I learned a lot in those two years... some of which I wish I hadn't. I got to know what it felt like to have someone I love call me names, cringe when a man yelled at me, and call a suicide hotline. The guy on the other end assured me I'd date again. I let him know I didn't care about dating at all. Not then.
It was three years before I experienced enjoyable, fun sex
While I lost my virginity at 35, I didn't have sex I found particularly loving, fun, or exciting until I was 38. And actually, I feel lucky there. Many women tell me that it took far longer for them, even though most of my friends started having sex at a "normal" age. My first poly boyfriend, a married man in an open relationship, knew where the G-spot was. He knew a lot of amazing things.
He still knows, in fact, five years later.
He knows more about me every time we sleep together; but he also knows that I like thrift shops and baking elaborate apple pies.
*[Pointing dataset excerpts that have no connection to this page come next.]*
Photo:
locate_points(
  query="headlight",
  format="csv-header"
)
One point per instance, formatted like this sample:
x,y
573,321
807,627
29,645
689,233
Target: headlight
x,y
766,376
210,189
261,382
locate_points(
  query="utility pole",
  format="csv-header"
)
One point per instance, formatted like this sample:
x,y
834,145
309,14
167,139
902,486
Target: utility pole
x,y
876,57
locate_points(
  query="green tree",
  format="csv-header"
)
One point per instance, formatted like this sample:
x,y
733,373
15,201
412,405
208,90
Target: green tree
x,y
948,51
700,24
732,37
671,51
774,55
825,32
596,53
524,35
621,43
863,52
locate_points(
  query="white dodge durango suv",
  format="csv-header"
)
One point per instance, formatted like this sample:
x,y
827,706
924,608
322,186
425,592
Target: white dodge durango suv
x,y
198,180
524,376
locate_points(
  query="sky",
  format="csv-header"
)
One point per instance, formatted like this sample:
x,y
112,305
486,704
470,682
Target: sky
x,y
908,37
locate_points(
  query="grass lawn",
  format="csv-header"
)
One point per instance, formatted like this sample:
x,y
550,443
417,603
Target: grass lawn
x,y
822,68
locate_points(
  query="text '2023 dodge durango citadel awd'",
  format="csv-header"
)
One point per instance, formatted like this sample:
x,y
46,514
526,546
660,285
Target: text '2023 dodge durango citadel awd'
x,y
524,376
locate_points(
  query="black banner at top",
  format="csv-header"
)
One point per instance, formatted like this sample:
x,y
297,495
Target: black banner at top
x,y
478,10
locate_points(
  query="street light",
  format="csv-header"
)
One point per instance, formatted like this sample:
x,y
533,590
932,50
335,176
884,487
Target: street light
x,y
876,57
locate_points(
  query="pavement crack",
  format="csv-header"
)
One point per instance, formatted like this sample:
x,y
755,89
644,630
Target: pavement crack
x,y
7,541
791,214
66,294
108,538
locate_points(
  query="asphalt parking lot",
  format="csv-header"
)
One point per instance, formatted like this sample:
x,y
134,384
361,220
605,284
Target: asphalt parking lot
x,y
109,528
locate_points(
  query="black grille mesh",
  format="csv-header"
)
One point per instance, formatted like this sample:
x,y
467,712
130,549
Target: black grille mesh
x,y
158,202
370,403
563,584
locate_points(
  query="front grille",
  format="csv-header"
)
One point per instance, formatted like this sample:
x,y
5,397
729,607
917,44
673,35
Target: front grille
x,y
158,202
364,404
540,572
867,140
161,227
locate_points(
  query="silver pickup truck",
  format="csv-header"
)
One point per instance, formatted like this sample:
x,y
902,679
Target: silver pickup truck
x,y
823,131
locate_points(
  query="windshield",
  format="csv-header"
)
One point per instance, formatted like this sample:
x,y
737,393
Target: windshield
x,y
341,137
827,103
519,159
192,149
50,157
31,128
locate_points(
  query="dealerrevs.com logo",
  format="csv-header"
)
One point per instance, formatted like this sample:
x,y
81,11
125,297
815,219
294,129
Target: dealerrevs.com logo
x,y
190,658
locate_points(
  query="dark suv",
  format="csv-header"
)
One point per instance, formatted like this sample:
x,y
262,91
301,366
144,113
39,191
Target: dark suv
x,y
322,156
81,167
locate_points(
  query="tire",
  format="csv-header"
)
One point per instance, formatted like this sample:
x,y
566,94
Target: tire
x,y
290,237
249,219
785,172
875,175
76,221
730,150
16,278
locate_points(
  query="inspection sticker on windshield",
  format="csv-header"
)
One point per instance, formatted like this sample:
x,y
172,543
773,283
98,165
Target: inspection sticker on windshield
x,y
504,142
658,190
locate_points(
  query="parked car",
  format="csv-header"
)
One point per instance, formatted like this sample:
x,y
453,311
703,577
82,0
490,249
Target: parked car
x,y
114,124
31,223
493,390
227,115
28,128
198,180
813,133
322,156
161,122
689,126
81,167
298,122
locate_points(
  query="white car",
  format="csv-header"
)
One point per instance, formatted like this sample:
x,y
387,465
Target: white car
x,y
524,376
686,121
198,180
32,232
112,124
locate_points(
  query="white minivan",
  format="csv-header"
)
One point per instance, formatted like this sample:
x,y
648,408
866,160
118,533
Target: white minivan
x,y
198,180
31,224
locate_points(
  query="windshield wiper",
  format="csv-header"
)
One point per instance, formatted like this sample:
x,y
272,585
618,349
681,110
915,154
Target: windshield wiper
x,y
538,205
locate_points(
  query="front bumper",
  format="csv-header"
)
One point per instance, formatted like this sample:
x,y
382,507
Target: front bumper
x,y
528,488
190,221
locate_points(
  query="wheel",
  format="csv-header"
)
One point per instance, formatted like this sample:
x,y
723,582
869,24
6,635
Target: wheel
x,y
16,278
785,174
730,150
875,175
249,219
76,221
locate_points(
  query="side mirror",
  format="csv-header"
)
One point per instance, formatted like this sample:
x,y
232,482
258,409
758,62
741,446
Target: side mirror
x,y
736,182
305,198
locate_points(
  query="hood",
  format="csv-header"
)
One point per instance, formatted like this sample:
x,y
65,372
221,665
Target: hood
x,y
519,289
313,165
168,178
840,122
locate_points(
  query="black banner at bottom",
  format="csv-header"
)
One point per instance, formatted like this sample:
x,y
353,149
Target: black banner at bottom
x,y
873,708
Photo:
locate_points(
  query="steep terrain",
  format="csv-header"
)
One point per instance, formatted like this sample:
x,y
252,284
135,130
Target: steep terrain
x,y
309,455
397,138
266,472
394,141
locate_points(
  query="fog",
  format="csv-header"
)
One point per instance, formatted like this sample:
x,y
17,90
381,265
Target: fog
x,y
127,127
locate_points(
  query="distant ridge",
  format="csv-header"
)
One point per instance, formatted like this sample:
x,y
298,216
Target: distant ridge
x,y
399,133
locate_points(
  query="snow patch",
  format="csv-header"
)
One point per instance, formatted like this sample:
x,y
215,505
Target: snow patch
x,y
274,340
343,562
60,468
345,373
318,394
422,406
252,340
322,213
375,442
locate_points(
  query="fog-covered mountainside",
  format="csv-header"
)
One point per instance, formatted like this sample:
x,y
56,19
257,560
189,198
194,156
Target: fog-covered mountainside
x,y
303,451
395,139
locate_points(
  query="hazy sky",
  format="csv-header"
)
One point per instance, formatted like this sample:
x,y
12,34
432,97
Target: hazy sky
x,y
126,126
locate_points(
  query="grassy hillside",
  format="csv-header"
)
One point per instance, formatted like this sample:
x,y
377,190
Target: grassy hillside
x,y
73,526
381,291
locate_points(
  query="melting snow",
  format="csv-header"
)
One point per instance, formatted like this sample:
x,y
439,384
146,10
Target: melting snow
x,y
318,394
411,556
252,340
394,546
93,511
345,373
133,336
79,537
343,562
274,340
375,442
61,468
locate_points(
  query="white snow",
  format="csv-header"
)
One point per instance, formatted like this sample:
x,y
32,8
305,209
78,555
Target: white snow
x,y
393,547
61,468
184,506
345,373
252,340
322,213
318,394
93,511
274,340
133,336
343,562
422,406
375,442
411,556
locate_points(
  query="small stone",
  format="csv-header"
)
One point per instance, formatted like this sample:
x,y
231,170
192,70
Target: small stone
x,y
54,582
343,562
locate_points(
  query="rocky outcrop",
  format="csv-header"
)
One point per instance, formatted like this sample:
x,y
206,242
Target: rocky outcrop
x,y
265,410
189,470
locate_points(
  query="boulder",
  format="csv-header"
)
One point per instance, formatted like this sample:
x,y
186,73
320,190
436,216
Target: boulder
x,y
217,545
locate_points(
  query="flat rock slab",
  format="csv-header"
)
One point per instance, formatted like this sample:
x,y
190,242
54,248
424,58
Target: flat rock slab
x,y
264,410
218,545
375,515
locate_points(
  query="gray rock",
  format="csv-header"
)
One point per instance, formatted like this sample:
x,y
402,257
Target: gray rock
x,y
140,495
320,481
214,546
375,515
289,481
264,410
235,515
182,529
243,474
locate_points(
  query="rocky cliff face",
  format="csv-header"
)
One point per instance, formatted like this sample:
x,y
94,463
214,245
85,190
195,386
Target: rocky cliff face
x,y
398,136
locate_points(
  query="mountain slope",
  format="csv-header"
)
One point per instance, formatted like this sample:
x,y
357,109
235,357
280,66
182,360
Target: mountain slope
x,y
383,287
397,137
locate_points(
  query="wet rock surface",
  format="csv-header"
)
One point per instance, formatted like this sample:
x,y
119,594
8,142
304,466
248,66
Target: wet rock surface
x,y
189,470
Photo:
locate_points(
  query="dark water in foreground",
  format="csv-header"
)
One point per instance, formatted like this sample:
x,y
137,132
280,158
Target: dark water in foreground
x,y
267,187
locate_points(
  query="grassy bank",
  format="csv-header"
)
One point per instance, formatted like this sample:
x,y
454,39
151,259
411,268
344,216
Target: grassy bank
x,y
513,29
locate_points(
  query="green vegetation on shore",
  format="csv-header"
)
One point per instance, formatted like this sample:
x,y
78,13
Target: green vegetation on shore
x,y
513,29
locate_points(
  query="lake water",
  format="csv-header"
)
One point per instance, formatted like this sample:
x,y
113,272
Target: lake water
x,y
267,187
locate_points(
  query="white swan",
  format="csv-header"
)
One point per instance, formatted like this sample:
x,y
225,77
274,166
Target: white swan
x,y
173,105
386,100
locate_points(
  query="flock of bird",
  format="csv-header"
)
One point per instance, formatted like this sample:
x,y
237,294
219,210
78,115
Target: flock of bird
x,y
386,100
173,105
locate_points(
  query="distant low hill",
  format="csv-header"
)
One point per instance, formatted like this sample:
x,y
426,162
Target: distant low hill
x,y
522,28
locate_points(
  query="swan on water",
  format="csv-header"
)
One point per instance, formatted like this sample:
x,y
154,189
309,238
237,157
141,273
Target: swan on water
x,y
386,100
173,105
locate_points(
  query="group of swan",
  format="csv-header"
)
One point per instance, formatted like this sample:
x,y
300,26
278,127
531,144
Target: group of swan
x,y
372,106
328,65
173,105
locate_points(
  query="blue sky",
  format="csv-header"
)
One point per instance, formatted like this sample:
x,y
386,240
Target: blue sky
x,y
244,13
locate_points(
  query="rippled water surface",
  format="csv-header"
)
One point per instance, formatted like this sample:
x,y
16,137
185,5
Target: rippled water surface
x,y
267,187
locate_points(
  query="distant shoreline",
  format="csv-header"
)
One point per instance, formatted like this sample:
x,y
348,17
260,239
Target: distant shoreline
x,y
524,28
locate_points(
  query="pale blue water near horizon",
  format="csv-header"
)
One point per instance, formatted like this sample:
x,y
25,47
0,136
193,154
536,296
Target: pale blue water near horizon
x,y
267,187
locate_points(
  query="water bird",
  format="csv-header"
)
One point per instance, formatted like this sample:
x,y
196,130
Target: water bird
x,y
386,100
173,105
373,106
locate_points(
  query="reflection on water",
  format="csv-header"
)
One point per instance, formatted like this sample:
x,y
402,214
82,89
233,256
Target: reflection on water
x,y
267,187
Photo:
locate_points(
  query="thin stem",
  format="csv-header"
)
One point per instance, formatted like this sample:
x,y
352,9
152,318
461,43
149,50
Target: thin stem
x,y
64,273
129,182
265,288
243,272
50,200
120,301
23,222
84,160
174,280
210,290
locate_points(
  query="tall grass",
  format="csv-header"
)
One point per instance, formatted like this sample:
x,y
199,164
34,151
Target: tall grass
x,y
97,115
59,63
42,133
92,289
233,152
He knows how much I treasure every single holiday. He feeds my cat when I'm away taking care of my family.
My sexuality is evolving, just like everyone else's
I've discovered that I like nerdy, introverted guys who inspire me, by their unique mental wiring, to communicate directly. I've appeared on game shows and have 30-plus years of quiz tournaments and bar trivia matches under my belt. Smart men excite me.
I also lack game. I'd rather just say what I want or need and have the other person explain why those things work... or don't. I love the poly man, but I keep dating. I'd like someone who lives in my house and goes on vacations with me.
But maybe not now. Now, I'm working on a second book and considering other cities I might live in. I travel. I dine out and tell readers about the best places to have arepas or what it's like to watch the setup of Detroit's most beautiful and elaborate masquerade. I gather information. I look for meaning in everything. And I date, but not as a way to create identity.
I've had sex for nine years, but I've known my own mind forever.
A decade later, I now know what I want in a relationship
Last night, I spent two special hours with a man who, as he carefully notes, is not my boyfriend.
We did things I will remember for a very long time. We also held each other and sang "Mack the Knife." We aren't any manner of couple, but I know I will see old movies with him and he will help me decorate gingerbread drag queens this year. Not that everything in life is perfect.
When one recent relationship hit the rocks, I found myself in my mother's room at a nursing home, where she was recovering at 70 from a broken leg. My mother remains formidable; and her decades as a social worker made her a great person to go to for insight.
"Sex and intimacy are not the same thing," she said as I cried in her room like a child. "You need to wait, so that you know which you're being offered."
Nine years in, this advice governs my attempts at relationships. Sex remains joyful, mysterious, and strange. I like it and do it. Intimacy continues to elude me, though not universally. When I spend a rare night with my poly guy, and he holds me with his whole body, draping one long leg over my hip, I see that these things sometimes happen together; and when they do, it's beautiful and good.
I almost never think about my first time anymore. But I do think about a future with love, where there's intimacy and sex and a shared life. "We all want that," Stephen told me. Maybe not all of us, I suspect. But me? Yes, please.